We are pleased to announce our drive to secure our SMR-160 small modular reactor design certification from the U.S. Nuclear Regulatory Commission (USNRC) on an accelerated schedule. A kickoff meeting was held with the USNRC officials and staff on September 30, 2020 wherein Holtec presented a licensing roadmap which envisages a seamless progression from Part 50 to Part 52, and a Licensing Topical Report (LTR) submittal schedule to support an accelerated availability plan for our global customers. 

The first planned submittal, scheduled within a few weeks, is a Topical Report covering the essential safety features of the SMR-160 that render it intrinsically safe, namely: i) the Passive Core Cooling System (PCCS) and ii) the Passive Containment Heat Removal System (PCHR). These systems are at the heart of the SMR-160 design that undergird its guaranteed safety under the various operational occurrences and hypothetical accidents that may afflict the plant. This submission will also demonstrate that the PCCS and PCHR comply with the General Design Criteria, an important enabler to expedite licensing efforts.

The SMR-160 PCCS, classically referred to as the Emergency Core Cooling System, is an innovative embodiment that ensures the SMR-160 plant’s safety during postulated accidents. An essential aspect of the PCCS is its reliance on redundant, diverse, and passive heat removal systems.
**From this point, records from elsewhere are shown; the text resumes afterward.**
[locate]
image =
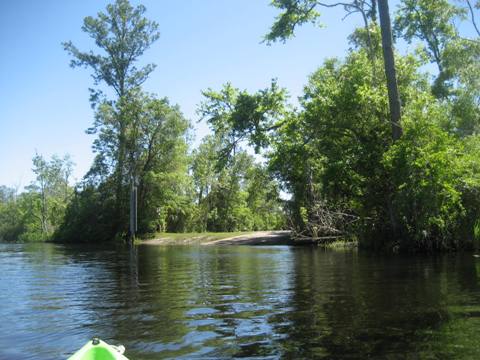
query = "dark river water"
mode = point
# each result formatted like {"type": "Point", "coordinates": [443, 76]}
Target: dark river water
{"type": "Point", "coordinates": [232, 302]}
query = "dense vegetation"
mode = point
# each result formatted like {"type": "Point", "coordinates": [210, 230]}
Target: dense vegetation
{"type": "Point", "coordinates": [378, 149]}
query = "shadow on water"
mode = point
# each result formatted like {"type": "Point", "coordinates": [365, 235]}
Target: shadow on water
{"type": "Point", "coordinates": [223, 302]}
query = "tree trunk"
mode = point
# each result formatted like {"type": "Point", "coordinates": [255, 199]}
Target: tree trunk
{"type": "Point", "coordinates": [390, 71]}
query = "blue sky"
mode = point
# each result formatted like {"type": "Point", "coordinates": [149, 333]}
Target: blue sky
{"type": "Point", "coordinates": [44, 103]}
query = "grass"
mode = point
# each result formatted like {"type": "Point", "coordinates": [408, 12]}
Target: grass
{"type": "Point", "coordinates": [190, 238]}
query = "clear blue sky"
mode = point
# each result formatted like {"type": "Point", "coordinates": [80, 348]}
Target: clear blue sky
{"type": "Point", "coordinates": [204, 43]}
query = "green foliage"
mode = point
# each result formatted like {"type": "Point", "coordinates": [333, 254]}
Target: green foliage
{"type": "Point", "coordinates": [36, 214]}
{"type": "Point", "coordinates": [236, 196]}
{"type": "Point", "coordinates": [295, 13]}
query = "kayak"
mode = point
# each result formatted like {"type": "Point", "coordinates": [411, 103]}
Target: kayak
{"type": "Point", "coordinates": [97, 349]}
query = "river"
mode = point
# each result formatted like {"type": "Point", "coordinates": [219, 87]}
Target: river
{"type": "Point", "coordinates": [220, 302]}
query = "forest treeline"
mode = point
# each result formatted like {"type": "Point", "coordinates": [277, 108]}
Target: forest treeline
{"type": "Point", "coordinates": [378, 149]}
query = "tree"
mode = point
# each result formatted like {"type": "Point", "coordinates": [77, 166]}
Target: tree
{"type": "Point", "coordinates": [298, 12]}
{"type": "Point", "coordinates": [390, 70]}
{"type": "Point", "coordinates": [432, 22]}
{"type": "Point", "coordinates": [122, 35]}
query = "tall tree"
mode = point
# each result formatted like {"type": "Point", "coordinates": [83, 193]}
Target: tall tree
{"type": "Point", "coordinates": [390, 70]}
{"type": "Point", "coordinates": [122, 35]}
{"type": "Point", "coordinates": [298, 12]}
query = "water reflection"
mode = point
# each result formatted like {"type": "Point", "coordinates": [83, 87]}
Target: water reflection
{"type": "Point", "coordinates": [223, 302]}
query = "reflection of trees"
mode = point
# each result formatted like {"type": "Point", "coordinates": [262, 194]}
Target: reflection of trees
{"type": "Point", "coordinates": [349, 305]}
{"type": "Point", "coordinates": [245, 301]}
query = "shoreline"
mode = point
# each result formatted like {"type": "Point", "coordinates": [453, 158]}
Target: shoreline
{"type": "Point", "coordinates": [276, 237]}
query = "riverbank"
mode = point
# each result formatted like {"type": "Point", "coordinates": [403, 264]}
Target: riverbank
{"type": "Point", "coordinates": [225, 238]}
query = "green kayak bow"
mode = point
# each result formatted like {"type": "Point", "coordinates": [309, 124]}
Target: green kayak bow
{"type": "Point", "coordinates": [97, 349]}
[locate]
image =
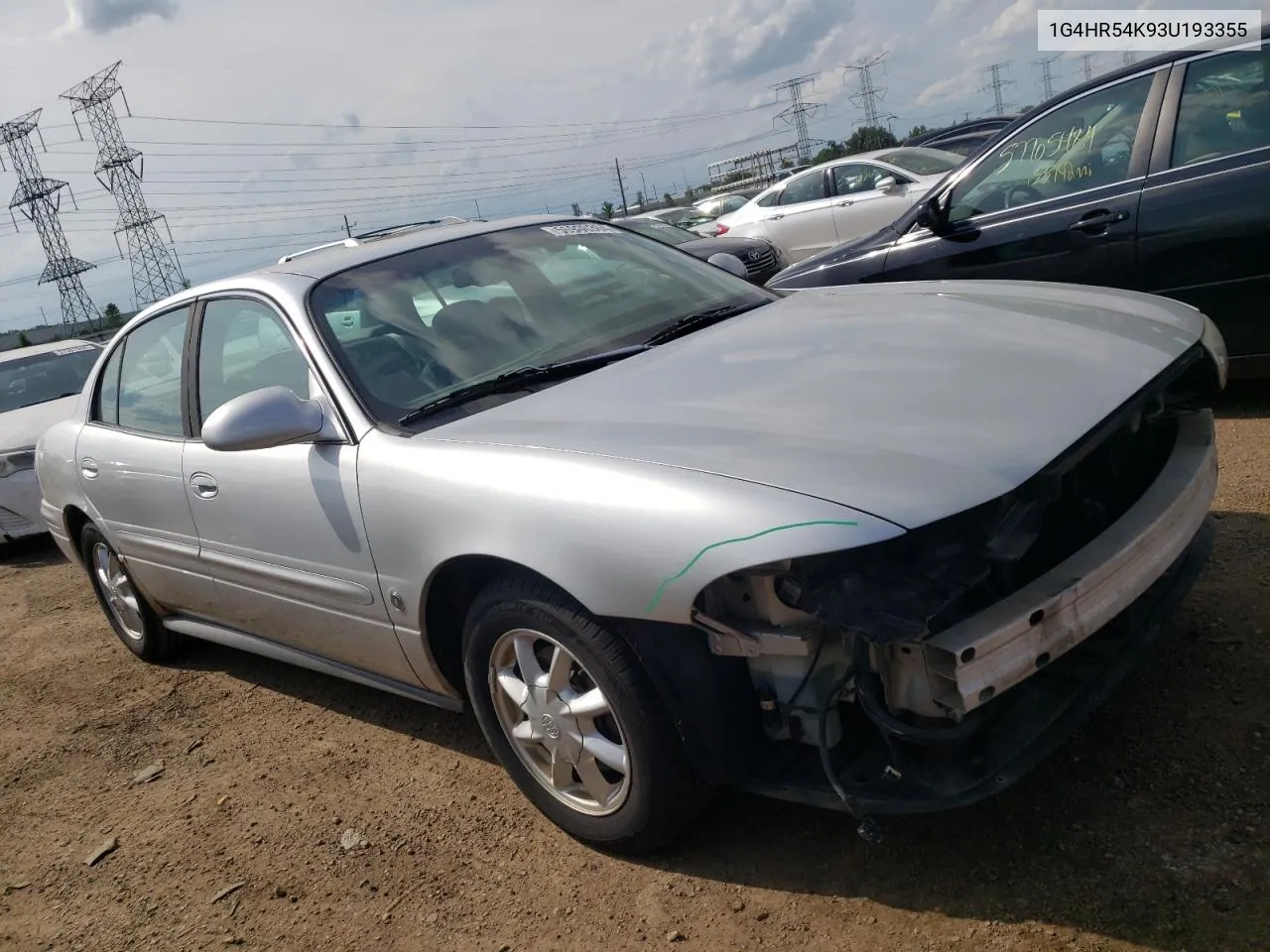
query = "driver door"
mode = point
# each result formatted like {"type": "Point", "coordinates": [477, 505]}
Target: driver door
{"type": "Point", "coordinates": [1057, 200]}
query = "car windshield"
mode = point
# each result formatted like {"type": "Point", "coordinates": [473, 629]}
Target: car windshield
{"type": "Point", "coordinates": [670, 234]}
{"type": "Point", "coordinates": [26, 381]}
{"type": "Point", "coordinates": [412, 327]}
{"type": "Point", "coordinates": [922, 162]}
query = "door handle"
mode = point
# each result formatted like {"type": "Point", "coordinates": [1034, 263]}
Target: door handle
{"type": "Point", "coordinates": [1095, 221]}
{"type": "Point", "coordinates": [203, 485]}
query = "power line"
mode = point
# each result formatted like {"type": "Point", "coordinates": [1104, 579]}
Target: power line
{"type": "Point", "coordinates": [40, 199]}
{"type": "Point", "coordinates": [155, 272]}
{"type": "Point", "coordinates": [1047, 73]}
{"type": "Point", "coordinates": [795, 114]}
{"type": "Point", "coordinates": [347, 127]}
{"type": "Point", "coordinates": [997, 85]}
{"type": "Point", "coordinates": [870, 94]}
Holtec SMR-160, a 160 MW Electric Nuclear Power Plant

The PCHR is an innovative system that prevents the SMR‑160 containment from overheating even in the extreme case that an accidental occurrence renders power sources inoperable for an extended period of time immediately followed by an extreme environmental phenomenon, as was the case at the Fukushima Daichi plants in Japan in 2011. These innovative systems add to Holtec’s extensive intellectual property portfolio, which has been the 

catalyst behind Holtec’s large body of technical contributions to the nuclear industry since the mid-1980s. Within the next decade, the SMR-160 will join the thousands of systems and components based on the Company’s patents that are reliably serving the world’s nuclear plants, proclaiming our credo “A Generation Ahead By Design.”

Holtec successfully completed the Vendor Design Review Phase 1 in Canada earlier this year and is currently planning the next step in the Canadian design approval process. The USNRC licensing process will build on these prior activities, noting the SMR-160 Safety Analysis Report, which has reached a substantial completion milestone, is developed in accordance with 10CFR50 General Design Criteria and USNRC requirements.

The SMR-160 is a small modular pressurized light-water reactor, which generates 160 MWe (525 MWth). The essential differentiator of the design is its absolute safety, which is essential to garnering public support and regulatory approval for diversified applications and distributed generation. Unlike today’s operating plants, the SMR-160 is designed such that all the cooling water needed for safe shutdown of the plant, under even the most severe accident scenarios, is integral to the plant and securely located to prevent the reactor from overheating. The plant safety systems that access the SMR-160 cooling water reserve are passive, meaning they operate under the force of gravity to enable rejection of the waste heat generated from reactor operations. In short, the safety of SMR-160 is passive and intrinsic to the design.